On what Kentucky looks like with and without Cason Wallace, what he does well
“Cason is a terrific player. It goes back to with our team, I could say the same with our team. You get new guys in the program. You’re learning them, they’re learning you. I think what Cason has done, he’s gone in there, he’s learned the program, he’s learned the system. His roles probably changed a little bit from where he started. But that’s part of the coaching part of it, where you are more around players, you learn more about them and they learn more what you need them to do. Cason has done a little bit of all of that for them. A guy that, again, he can do a lot of things on both ends of the court.”
On what he remembers from the two times he coached against Lofton
“If I speak to you honestly about the first game in Austin, we had six players we had in the game that we wanted to play because one of our guys, Daniel Gibson, got a concussion the day before the game. He was a non-factor. They played great. Coming in here, we had the game won and the officials took over.”

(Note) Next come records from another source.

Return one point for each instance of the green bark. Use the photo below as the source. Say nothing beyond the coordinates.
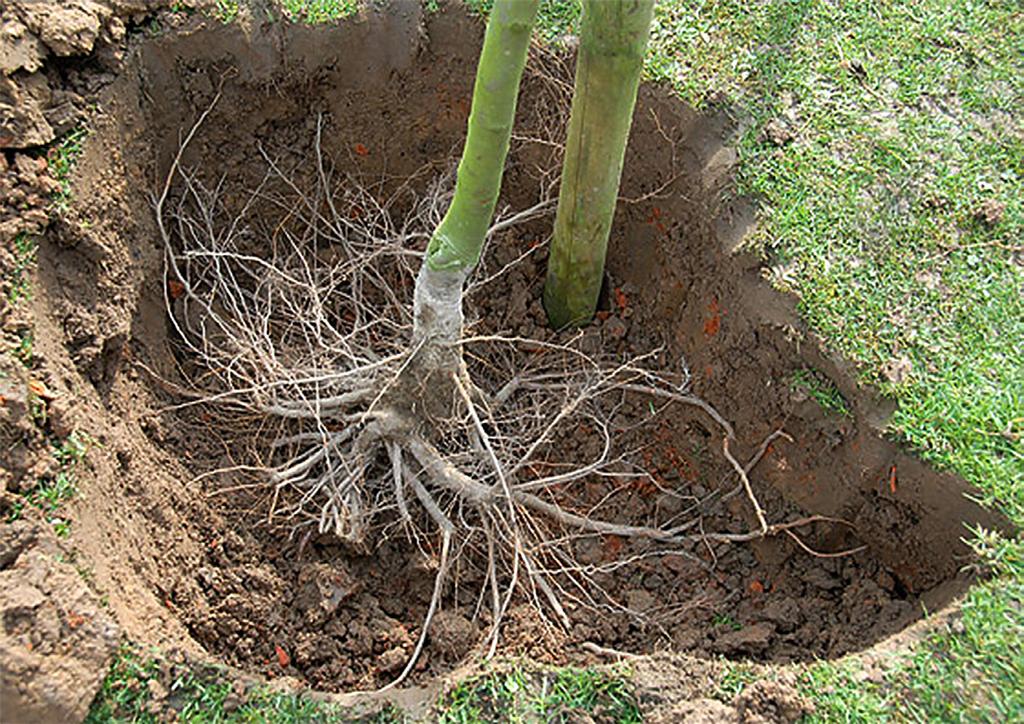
(458, 240)
(611, 51)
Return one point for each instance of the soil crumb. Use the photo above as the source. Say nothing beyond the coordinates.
(187, 557)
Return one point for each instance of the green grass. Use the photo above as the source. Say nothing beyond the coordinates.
(869, 216)
(517, 694)
(819, 388)
(905, 120)
(315, 11)
(18, 278)
(61, 159)
(51, 492)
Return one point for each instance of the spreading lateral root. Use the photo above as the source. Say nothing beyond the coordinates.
(296, 305)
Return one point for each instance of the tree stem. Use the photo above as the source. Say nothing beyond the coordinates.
(611, 50)
(456, 244)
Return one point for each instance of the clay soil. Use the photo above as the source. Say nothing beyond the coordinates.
(189, 559)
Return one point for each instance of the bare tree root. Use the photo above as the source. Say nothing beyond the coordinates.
(294, 301)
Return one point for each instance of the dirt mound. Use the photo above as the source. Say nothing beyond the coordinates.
(188, 558)
(56, 638)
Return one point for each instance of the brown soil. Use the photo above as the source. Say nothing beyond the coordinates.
(193, 563)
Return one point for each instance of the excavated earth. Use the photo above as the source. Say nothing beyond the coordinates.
(187, 561)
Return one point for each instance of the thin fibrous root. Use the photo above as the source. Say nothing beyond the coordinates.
(296, 308)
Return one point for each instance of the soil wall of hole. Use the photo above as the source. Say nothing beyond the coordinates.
(193, 563)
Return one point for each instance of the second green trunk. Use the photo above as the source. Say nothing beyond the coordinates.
(611, 51)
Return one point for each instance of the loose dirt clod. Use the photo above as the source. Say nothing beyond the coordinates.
(196, 549)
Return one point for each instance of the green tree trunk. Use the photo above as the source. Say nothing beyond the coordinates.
(611, 51)
(456, 244)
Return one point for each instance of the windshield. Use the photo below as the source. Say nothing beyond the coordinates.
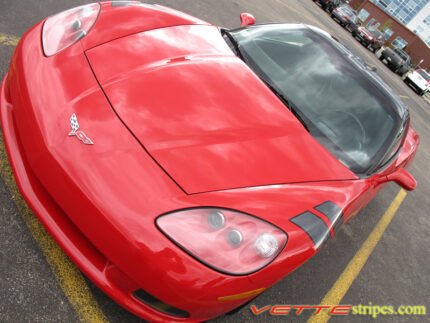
(402, 54)
(376, 33)
(343, 109)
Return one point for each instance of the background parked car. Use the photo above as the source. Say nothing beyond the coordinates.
(396, 59)
(346, 16)
(329, 5)
(419, 80)
(371, 38)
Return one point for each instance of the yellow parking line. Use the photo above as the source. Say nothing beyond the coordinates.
(68, 275)
(345, 280)
(8, 40)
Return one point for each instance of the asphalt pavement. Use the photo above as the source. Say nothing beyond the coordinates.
(397, 272)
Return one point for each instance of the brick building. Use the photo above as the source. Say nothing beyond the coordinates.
(397, 34)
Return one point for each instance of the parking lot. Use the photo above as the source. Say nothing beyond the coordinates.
(38, 283)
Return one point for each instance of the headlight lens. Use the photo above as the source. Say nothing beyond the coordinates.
(228, 241)
(68, 27)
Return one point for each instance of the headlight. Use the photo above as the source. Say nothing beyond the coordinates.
(228, 241)
(68, 27)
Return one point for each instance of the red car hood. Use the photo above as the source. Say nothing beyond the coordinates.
(203, 115)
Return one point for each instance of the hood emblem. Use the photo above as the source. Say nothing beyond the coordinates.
(78, 133)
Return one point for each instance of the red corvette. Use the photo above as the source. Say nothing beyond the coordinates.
(185, 168)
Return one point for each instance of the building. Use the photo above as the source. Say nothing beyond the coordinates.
(403, 10)
(420, 23)
(376, 14)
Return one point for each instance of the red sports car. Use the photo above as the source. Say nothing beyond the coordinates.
(186, 168)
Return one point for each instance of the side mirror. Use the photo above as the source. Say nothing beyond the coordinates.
(246, 19)
(403, 178)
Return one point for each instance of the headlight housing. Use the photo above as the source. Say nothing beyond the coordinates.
(68, 27)
(227, 241)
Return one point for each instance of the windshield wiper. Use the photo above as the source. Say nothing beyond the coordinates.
(290, 105)
(233, 42)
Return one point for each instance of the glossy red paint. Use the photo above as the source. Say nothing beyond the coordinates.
(206, 122)
(100, 202)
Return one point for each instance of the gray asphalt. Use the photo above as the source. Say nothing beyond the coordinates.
(397, 273)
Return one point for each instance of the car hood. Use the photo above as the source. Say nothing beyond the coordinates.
(203, 115)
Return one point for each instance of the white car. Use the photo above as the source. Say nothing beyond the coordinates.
(419, 80)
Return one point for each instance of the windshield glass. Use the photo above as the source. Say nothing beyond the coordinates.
(424, 74)
(342, 108)
(402, 54)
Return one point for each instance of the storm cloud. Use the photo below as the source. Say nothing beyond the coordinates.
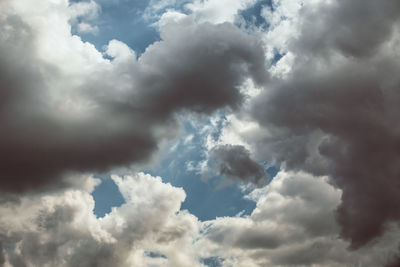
(234, 162)
(335, 113)
(93, 113)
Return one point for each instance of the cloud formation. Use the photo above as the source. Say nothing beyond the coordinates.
(234, 162)
(66, 108)
(61, 229)
(335, 112)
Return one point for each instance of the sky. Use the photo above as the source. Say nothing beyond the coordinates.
(199, 133)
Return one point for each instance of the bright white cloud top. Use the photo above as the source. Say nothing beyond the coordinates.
(308, 87)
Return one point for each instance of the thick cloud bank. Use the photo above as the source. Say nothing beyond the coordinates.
(336, 112)
(314, 92)
(65, 108)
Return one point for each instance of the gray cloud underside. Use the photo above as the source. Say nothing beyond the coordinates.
(337, 112)
(195, 68)
(234, 162)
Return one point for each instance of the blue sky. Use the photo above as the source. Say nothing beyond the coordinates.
(123, 20)
(199, 133)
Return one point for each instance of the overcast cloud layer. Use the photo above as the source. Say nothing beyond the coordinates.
(313, 91)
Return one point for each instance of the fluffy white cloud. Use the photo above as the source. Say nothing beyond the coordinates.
(293, 224)
(60, 229)
(82, 111)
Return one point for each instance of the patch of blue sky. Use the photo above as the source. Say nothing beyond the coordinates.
(131, 22)
(204, 199)
(253, 16)
(126, 21)
(212, 262)
(106, 195)
(122, 20)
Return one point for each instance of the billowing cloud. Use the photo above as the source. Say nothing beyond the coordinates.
(234, 162)
(335, 111)
(293, 224)
(61, 229)
(66, 108)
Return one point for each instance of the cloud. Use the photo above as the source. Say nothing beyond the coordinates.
(234, 162)
(293, 224)
(334, 113)
(61, 229)
(66, 108)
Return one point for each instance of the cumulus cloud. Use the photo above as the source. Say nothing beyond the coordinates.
(293, 224)
(61, 229)
(334, 113)
(66, 108)
(234, 162)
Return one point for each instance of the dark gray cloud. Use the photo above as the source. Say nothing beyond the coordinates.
(234, 162)
(335, 113)
(355, 28)
(60, 229)
(128, 105)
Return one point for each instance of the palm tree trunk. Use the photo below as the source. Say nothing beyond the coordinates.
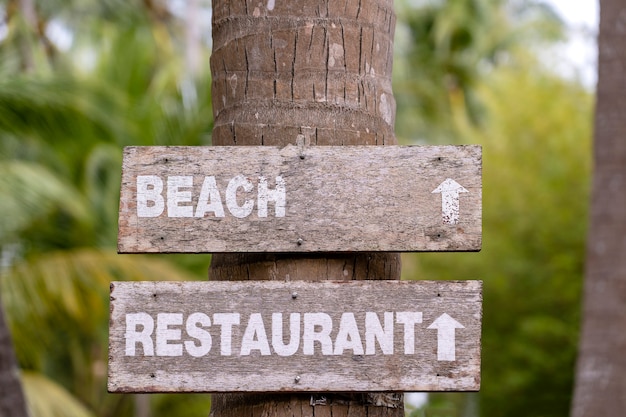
(600, 383)
(12, 402)
(314, 72)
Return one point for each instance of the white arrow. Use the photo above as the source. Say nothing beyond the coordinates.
(446, 340)
(450, 190)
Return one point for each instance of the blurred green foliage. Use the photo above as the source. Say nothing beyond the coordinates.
(465, 72)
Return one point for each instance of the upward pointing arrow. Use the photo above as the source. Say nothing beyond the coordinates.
(446, 337)
(450, 190)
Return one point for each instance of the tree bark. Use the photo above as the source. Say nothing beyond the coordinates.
(12, 401)
(600, 384)
(314, 72)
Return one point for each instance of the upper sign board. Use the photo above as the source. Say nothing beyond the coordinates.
(300, 199)
(262, 336)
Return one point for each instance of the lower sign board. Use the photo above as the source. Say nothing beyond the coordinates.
(228, 336)
(300, 199)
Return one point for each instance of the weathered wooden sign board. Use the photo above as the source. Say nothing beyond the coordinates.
(295, 336)
(300, 199)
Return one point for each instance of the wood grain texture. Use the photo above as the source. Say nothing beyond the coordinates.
(338, 199)
(345, 371)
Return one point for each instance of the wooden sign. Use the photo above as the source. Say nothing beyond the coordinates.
(300, 199)
(295, 336)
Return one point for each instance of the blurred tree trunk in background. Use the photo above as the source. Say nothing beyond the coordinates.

On Chris Lofton’s shot over Kevin Durant
“I know it was a deep one. I tell people all the time, all they have to do is look at the tape. I was telling someone yesterday, it was a major turning point game for Kevin Durant. He had played great. Made a couple decisions at the end of the game that weren’t very good. After that game, he really had a whole different focus on college basketball. He came back after Christmas, it was right before our Christmas break here, he came back and said coach I really want to learn how to play this game not just from a physical standpoint but from a mental standpoint. Within about a week, he took off like a rocket and won every national player of the year. When you ask me what stands out, that is what really stands out to me.”
On Zakai Zeigler’s recent success
“I think it is understanding the game and wanting to be better. He wants to get better as a player. He is all about winning. He is a highly competitive player. We are asking him to continue to learn a position he has never truly played in terms of understanding what a point guard has to play. He is starting to get it. The exciting thing, he is only a year and a half into this. Just to think about what he can continue to become.”

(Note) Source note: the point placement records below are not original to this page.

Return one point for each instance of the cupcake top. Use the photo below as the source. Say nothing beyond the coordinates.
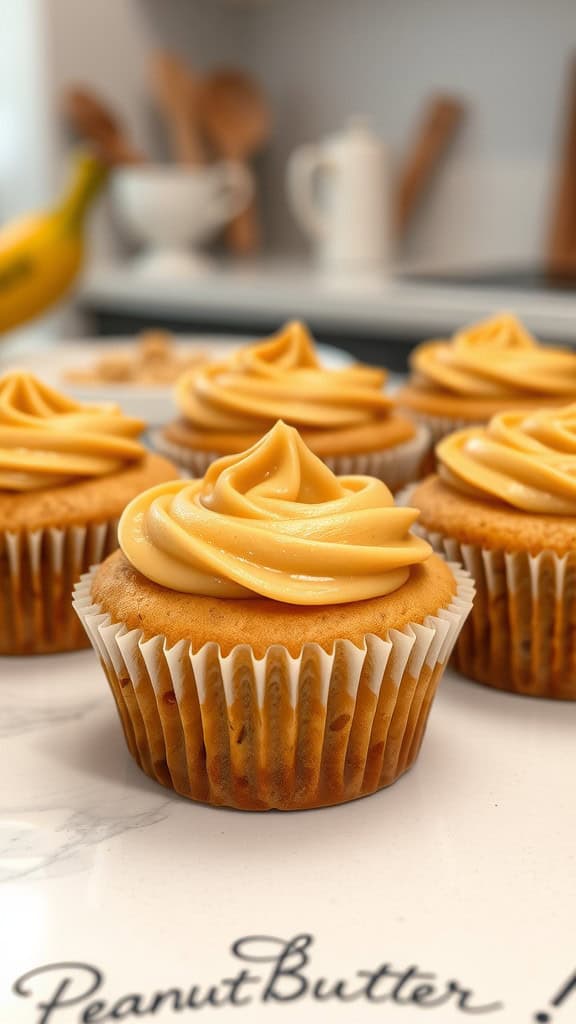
(46, 439)
(524, 461)
(273, 522)
(496, 358)
(280, 379)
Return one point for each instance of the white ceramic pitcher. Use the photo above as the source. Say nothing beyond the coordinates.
(340, 190)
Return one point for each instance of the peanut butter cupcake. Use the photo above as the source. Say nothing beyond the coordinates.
(504, 504)
(489, 368)
(273, 635)
(67, 471)
(343, 416)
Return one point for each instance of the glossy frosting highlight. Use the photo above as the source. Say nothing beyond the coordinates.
(46, 439)
(280, 379)
(527, 461)
(497, 357)
(273, 522)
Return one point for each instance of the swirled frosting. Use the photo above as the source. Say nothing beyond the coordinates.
(496, 358)
(273, 522)
(527, 461)
(280, 379)
(47, 439)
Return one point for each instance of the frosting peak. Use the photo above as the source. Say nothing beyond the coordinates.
(527, 461)
(46, 439)
(273, 522)
(280, 379)
(497, 357)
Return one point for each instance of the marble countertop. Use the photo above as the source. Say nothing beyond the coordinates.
(450, 896)
(277, 290)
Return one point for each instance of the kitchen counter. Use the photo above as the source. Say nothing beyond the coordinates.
(260, 296)
(451, 892)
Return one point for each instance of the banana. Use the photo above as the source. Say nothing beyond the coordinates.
(41, 254)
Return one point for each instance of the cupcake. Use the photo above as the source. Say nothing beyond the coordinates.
(504, 504)
(273, 634)
(489, 368)
(67, 471)
(342, 415)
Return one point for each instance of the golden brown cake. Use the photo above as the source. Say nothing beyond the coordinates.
(342, 415)
(273, 635)
(485, 369)
(504, 503)
(67, 471)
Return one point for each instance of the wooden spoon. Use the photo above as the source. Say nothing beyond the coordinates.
(236, 119)
(442, 118)
(176, 92)
(562, 241)
(93, 120)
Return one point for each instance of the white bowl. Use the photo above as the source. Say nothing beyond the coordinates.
(170, 211)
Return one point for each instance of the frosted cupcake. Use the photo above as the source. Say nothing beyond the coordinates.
(489, 368)
(273, 635)
(504, 504)
(67, 471)
(342, 415)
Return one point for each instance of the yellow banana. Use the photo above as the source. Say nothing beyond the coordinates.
(41, 255)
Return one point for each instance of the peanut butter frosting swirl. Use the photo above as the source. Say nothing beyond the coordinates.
(273, 522)
(46, 439)
(280, 379)
(527, 461)
(496, 358)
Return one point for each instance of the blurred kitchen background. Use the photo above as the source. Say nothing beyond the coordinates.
(464, 113)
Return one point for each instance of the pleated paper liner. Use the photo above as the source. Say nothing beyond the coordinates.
(521, 636)
(396, 466)
(38, 570)
(278, 731)
(440, 426)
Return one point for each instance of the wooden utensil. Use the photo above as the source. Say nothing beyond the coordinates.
(93, 120)
(236, 119)
(442, 118)
(176, 92)
(562, 240)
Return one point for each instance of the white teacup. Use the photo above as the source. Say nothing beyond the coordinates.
(172, 210)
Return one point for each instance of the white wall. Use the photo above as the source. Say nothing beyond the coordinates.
(320, 60)
(325, 59)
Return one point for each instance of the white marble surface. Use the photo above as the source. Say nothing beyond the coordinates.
(374, 304)
(465, 868)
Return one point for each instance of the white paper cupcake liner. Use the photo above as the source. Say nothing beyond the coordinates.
(38, 569)
(277, 731)
(441, 426)
(521, 636)
(396, 466)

On the tape on the backboards during practice is helping players
“I wish we could leave them up. I think it has helped. We have preached that forever, getting the ball higher off the glass. Getting it up there. That has made them focus more. We used to have a piece of white tape that went horizontal, but they seem to like that better and I wish we would have done that sooner.”

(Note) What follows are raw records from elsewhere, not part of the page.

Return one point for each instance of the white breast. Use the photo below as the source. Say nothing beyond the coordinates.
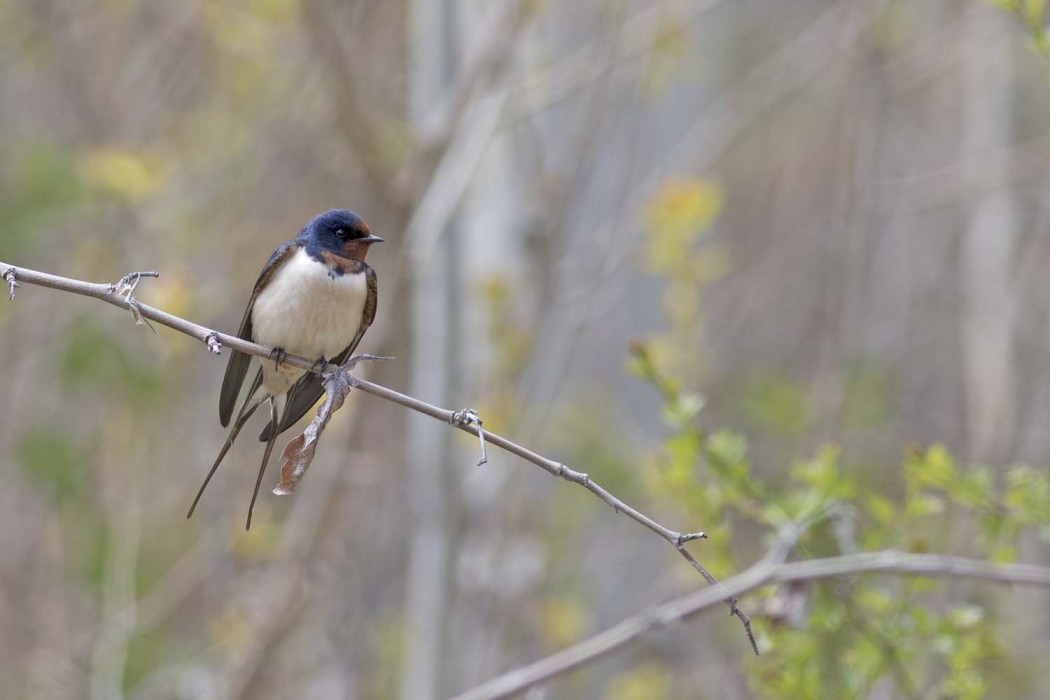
(308, 312)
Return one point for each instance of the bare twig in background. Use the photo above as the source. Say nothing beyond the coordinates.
(108, 293)
(764, 573)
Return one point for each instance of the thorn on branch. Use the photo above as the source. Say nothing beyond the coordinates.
(125, 288)
(9, 277)
(470, 417)
(211, 340)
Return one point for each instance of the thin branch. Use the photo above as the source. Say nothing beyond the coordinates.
(764, 573)
(111, 294)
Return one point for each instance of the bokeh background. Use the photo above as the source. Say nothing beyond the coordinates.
(827, 217)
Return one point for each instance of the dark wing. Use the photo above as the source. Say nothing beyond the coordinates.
(237, 366)
(306, 391)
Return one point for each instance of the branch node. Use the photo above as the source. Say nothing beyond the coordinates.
(125, 288)
(352, 362)
(211, 340)
(11, 278)
(470, 417)
(683, 538)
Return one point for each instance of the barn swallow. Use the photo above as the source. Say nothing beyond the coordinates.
(315, 297)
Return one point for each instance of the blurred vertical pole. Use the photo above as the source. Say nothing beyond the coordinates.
(428, 450)
(988, 246)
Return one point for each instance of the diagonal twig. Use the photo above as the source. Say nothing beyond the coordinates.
(209, 337)
(772, 569)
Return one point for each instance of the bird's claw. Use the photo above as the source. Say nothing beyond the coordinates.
(278, 356)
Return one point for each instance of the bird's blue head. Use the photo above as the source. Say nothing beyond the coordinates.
(340, 231)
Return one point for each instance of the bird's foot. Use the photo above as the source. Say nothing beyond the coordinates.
(278, 356)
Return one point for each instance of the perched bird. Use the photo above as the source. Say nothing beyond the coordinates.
(315, 297)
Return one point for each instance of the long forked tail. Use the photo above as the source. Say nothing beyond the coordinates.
(249, 407)
(266, 458)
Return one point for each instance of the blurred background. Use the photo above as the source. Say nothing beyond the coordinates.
(828, 218)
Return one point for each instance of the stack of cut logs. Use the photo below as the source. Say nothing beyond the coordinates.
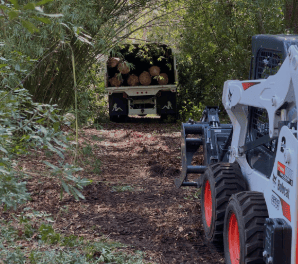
(145, 77)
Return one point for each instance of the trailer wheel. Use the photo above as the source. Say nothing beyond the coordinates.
(219, 182)
(244, 228)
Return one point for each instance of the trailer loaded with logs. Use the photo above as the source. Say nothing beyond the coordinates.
(142, 80)
(249, 174)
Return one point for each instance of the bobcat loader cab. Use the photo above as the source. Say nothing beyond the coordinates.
(249, 178)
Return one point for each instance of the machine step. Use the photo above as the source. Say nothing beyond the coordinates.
(197, 129)
(193, 142)
(196, 169)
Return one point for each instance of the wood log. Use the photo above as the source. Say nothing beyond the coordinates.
(123, 68)
(145, 78)
(113, 62)
(132, 80)
(154, 71)
(163, 79)
(116, 81)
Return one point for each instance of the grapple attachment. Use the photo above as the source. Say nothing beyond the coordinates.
(209, 133)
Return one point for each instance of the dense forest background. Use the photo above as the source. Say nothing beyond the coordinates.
(52, 59)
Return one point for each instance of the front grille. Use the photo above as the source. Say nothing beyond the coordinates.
(268, 63)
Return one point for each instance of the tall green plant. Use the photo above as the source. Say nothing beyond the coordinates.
(26, 125)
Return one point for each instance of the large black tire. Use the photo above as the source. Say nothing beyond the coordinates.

On the rivalry with Kentucky
“Rivalries aren’t rivalries unless you beat each other. That is what I think, we have competed against each other now since we have been here. It has gone on forever. You go back through the years, there has been times when maybe, Kentucky has double the wins I think. If it is going to be a rivalry, you have to beat somebody. For that to happen, we are going to have to continue to play good basketball because they are going to play. They are going to get better. I don’t care what has happened up to this point. I know John Calipari and I know how he is. Nobody is going to work harder. Nobody is going to put more into it. He is locked in on one thing and that is figuring out how to get these guys better and I fully expect them to be better when they come in here tomorrow.”
On how the game at Rupp last season changed the season
“I think it was a big wake-up call for Kennedy Chandler. He went in that game and played one of his worst games he played. To see where he came from that game until the end of last year was really a compliment to him. I think that was a game where he really learned it was going to be a whole lot different than I thought it was going to be. Maybe for a couple other guys. But they played great. It is a night where they made every shot. They played great basketball. When teams are doing that, if you are not competing at the highest level, they are going to put it on you like they put it on us.”